Vientiane is the capital city of Laos and relatively quaint compared to the frantic rush in other Southeast Asian capitals. It has a variety of beautiful sites, but still retains a small town feel.
Travel tips and safely
There are a few vaccinations that are advised for travellers to Indochina; consult your travel clinic or doctor at least 6-8 weeks prior to travelling.
Malaria is present in some areas of this tour, so it is practical to pack anti-malaria medication. To protect against the mosquito bites, use a high-quality insect repellent and wear long-sleeved tops and pants. Insect repellents are also useful for other illnesses like dengue fever.
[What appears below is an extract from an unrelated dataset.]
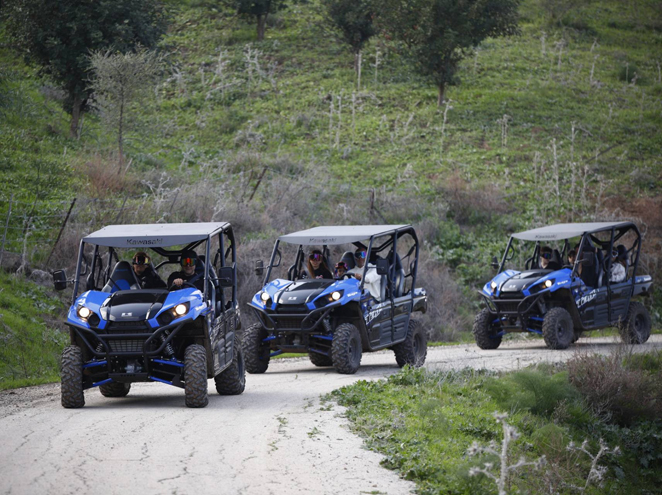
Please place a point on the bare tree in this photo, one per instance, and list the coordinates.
(120, 82)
Pack prescription medication. Plus, it can be practical to carry a basic medical kit, especially for travellers planning to explore the more remote and rural areas. Other medications to consider include painkillers, rehydration sachets and pills for stomach upsets.
Drink bottled water in place of tap water, which can be seen as unsafe to drink. Plus, it is best to be cautious with unpeeled fruit and vegetables.
Be cautious of the lakes and rivers in regions of Cambodia which can contain a disease like Schistosomiasis (also referred to as bilharzia) that is easily picked up in freshwater.
The most likely health issues to experience on the Indochina holiday packages are those related to diarrhoea or stomach infections. While this is usually mild discomfort, it is best treated with lots of bottled water, plenty of rest, and rehydration satchels to replace lost salts.
Apply sunscreen regularly to protect against the high temperatures that is noticed across Indochina. The strength of the sun is most noticeable when travelling on the water, so in addition to sunscreen also drink plenty of water and wear loose clothing, as well as a wide brim hat.
Even though Vietnam, Laos and Cambodia are generally safe places to visit, there is the risk of petty crime much like any other popular tourist destinations, so be sensible when travelling. Try to stay with your group and avoid flashing valuables or cash.
Unexploded ordinances are still common in certain countryside areas of central Vietnam (along the Laos/Vietnam border), Laos and Cambodia. For this reason, it is essential to stay on the marked paths when touring national parks and other rural areas. A local guide is practical to travel with when exploring the less visited areas of Cambodia.